2017年にART360°を企画した当初は、360度映像による展覧会記録は国内ではほとんど行われていませんでした。そこで、まずは技術的な説明や、プロジェクトの意義、将来的な利活用の可能性について忍耐強く説明を重ねました。幸い、アーティストをはじめ関係者の多くは展覧会を残したいという潜在的な想いがあり、段々とプロジェクトの趣旨に共感してくださる方々が増えてきました。また、この取り組みによってユーザーの直面する課題や、ニーズを発見することができました。

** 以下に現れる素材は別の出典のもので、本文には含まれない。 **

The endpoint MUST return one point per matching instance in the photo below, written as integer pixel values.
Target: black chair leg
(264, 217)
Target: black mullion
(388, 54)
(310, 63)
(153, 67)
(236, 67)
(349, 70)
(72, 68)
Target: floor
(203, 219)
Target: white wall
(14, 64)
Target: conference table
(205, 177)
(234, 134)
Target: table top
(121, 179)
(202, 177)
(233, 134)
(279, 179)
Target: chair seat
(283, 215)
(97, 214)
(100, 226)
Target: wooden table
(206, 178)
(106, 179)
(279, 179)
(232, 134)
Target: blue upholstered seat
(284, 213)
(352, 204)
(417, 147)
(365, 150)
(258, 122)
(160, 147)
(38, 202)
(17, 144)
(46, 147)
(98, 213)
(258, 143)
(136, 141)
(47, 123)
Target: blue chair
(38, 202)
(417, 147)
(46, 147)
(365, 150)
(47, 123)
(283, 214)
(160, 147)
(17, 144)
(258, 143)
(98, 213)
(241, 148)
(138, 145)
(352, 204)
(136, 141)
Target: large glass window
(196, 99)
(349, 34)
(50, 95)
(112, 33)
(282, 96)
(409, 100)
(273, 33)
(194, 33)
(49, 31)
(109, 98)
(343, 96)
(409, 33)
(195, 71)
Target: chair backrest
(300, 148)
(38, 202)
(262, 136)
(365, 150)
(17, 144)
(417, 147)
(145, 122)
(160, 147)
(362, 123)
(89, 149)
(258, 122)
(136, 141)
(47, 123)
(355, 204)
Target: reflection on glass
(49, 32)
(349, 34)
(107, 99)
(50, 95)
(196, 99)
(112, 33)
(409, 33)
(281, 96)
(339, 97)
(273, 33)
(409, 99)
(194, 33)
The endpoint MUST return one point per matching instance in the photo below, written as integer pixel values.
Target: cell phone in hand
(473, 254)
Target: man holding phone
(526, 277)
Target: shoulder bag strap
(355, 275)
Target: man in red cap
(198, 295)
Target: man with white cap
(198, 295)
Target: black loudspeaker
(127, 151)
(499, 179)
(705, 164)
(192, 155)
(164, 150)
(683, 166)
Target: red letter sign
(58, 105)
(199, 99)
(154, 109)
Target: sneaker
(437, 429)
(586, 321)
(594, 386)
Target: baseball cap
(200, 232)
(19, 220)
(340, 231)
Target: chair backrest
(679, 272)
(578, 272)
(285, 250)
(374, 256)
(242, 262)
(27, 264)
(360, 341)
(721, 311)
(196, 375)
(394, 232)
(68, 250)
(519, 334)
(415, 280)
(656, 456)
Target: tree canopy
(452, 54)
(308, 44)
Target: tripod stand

私たちは、上質な360°記録体験を提供するための専用プレーヤー開発、限られた時間で撮影を終えるためのワークフロー設計や、展覧会主催者・著作権者との撮影同意書の作成など、撮影から配信まで、あらゆるプロセスにおいて工夫を重ねることで、安定的な展覧会記録が可能になりました。
360°アーカイブは未来に体験をする記録であり、鑑賞者にとって異なる国や遠い過去のアートへの架け橋となるツールです。ART360°では、VR展覧会鑑賞プログラムを設計し、京都市内のアートスペースで毎月ワークショップを実施するほか、中・高等教育機関の美術の授業や、美術館の教育プログラムなど、VRが拓くアート教育の可能性を提案しています。